掃除嫌いなソルジャーが散らかしまくった年末年始。鍋パーティーの間に作業している掃除部隊は、ソルジャーはキャプテンの部屋で休暇中だと聞かされているとのことでした。他の世界へお出掛けだなんて間違っても言えはしませんし…。
「一応、ぶるぅがお留守番がてら監視中! 万一ってこともあるからさ」
お菓子を与えて頼んでおいた、と言うソルジャー。非常時に備えて待機させたのかと思っていれば、さに非ず。
「どんな所に何があるかも謎だしねえ…。基本、道具も薬も使わないから、大丈夫だとは思うんだけど…」
「「「は?」」」
「夜だよ、夜のお楽しみ! ぼくは全く気にしないけれど、ハーレイが凄く気にしてて…。恥ずかしいモノが紛れていたらどうしようって心配するから、そこをぶるぅがカバーするわけ! 大人の時間には慣れっこだろう? どれがヤバイかもよく知ってるよ」
「そんなモノくらい片付けたまえ!」
会長さんがブチ切れましたが、そんなモノとはどういうモノかイマイチ分かりませんでした。ソルジャーがたまに買っているらしい精力剤は恐らく該当するのでしょうけど。そしてソルジャーの方は悠然と。

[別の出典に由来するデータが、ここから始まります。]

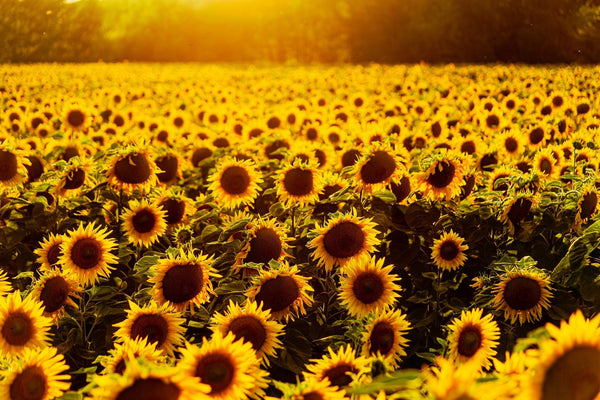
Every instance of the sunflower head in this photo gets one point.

「問題ない、ない! ヤバけりゃぶるぅが回収するしさ、後で記憶を操作しとけば…。でもねえ、ハーレイはそれもキツイみたいで、昨夜は必死に探し物をね。…ねえ、ハーレイ?」
「…流石にブルー宛のカードはちょっと…。サンタクロースからのプレゼントの代わりに熱烈なのを書いてくれ、と頼まれて頑張って書いたのですが…」
それも埋もれてしまいまして、とキャプテンは泣きの涙でした。掃除部隊に見付けられたら一生の恥、と散らかった床に這いつくばって上を下への大騒ぎ。結局、カードはベッド周りのカーテンの下から見付かったそうで。

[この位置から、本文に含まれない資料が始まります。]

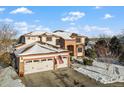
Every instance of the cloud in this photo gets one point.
(6, 20)
(72, 29)
(73, 16)
(22, 10)
(98, 30)
(98, 7)
(2, 9)
(108, 16)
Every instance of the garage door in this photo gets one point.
(32, 66)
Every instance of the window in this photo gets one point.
(64, 57)
(36, 60)
(29, 61)
(79, 49)
(28, 37)
(57, 41)
(78, 40)
(50, 59)
(43, 60)
(49, 38)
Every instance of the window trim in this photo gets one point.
(49, 38)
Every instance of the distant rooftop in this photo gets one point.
(37, 48)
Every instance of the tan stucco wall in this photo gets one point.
(32, 39)
(53, 42)
(33, 57)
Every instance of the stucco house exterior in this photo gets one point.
(42, 51)
(73, 42)
(38, 56)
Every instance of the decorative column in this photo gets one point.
(21, 67)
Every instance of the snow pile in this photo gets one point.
(103, 72)
(9, 78)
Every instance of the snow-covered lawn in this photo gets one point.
(9, 78)
(103, 72)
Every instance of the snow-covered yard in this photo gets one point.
(103, 72)
(9, 78)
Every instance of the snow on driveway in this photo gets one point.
(9, 78)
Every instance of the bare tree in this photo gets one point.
(7, 33)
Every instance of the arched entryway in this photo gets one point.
(71, 49)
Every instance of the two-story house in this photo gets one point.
(42, 51)
(73, 42)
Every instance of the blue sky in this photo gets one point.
(86, 20)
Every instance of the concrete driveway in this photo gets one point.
(65, 77)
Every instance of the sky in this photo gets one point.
(90, 21)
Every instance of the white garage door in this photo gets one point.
(33, 66)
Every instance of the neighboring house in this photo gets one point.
(71, 41)
(38, 56)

「…ブルーには早い段階で所在が分かっていたらしいです。私の残留思念で見付け出したようで、いつ気付くかと待っている内に焦れてしまったと機嫌を損ねて、宥めるのに苦労いたしました」
「いいじゃないか、夫婦生活の理想の形だろ? 怒っていたことを忘れさせるまで頑張りまくるのも甲斐性だしさ、夫婦円満の秘訣ってね」
「それは確かにそうなのですが…。日頃から部屋が片付いていれば…」
「お前の手抜きが悪いんだ。掃除はお前の仕事だろう?」
キャプテンと兼務でも努力しろ、とソルジャーは無茶な注文を。青の間の掃除はキャプテンの仕事らしいのですけど、青の間に行けば夫婦の時間が最優先。それでは片付く筈もなく…。

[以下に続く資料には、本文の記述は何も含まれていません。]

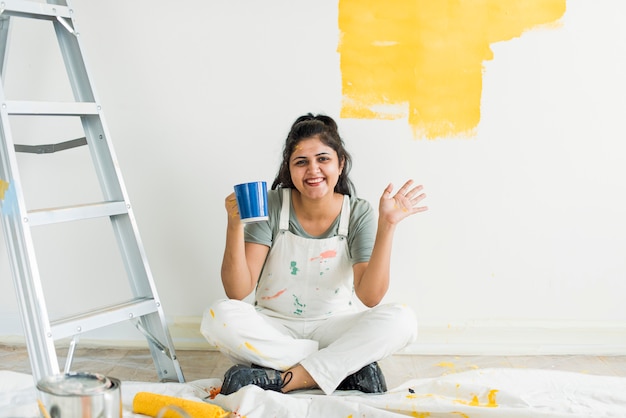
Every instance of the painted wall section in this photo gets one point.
(422, 59)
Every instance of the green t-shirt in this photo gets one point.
(361, 229)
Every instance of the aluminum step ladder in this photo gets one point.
(144, 307)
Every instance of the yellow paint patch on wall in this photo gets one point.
(4, 186)
(422, 59)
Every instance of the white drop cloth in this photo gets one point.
(505, 393)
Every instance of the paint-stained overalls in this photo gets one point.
(305, 311)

「ブルーに掃除をさせようとしても難しいのは分かっています。せめて整理整頓だとか、散らかさないよう気を付けるとか、その辺の心配りを身につけてくれたら、と思わないでもないのですが…」
無理でしょうか、とキャプテンは弱気。ソルジャーの性格や習慣などが劇的に変わるとは思えません。きっと一生、青の間は足の踏み場も無いほど散らかりまくったままなのでは…。
「……うーん……」
会長さんが腕組みをして。
「掃除部隊が入ったのなら、今夜は綺麗になってるわけだ。そのまま現状維持が出来れば散らからないってことだよねえ?」
「そうなのです。ブルーには何度もそう言いましたが、全く聞いて貰えません」
「え、だって。掃除はハーレイの仕事なんだよ、毎日きちんと掃除してれば問題無いって!」
ハーレイの怠慢が悪いのだ、とソルジャーは自分の所業を見事に棚上げ。掃除部隊がお片付けした青の間とやらは再び元の木阿弥でしょう。せめてソルジャーに掃除の習慣があったなら…。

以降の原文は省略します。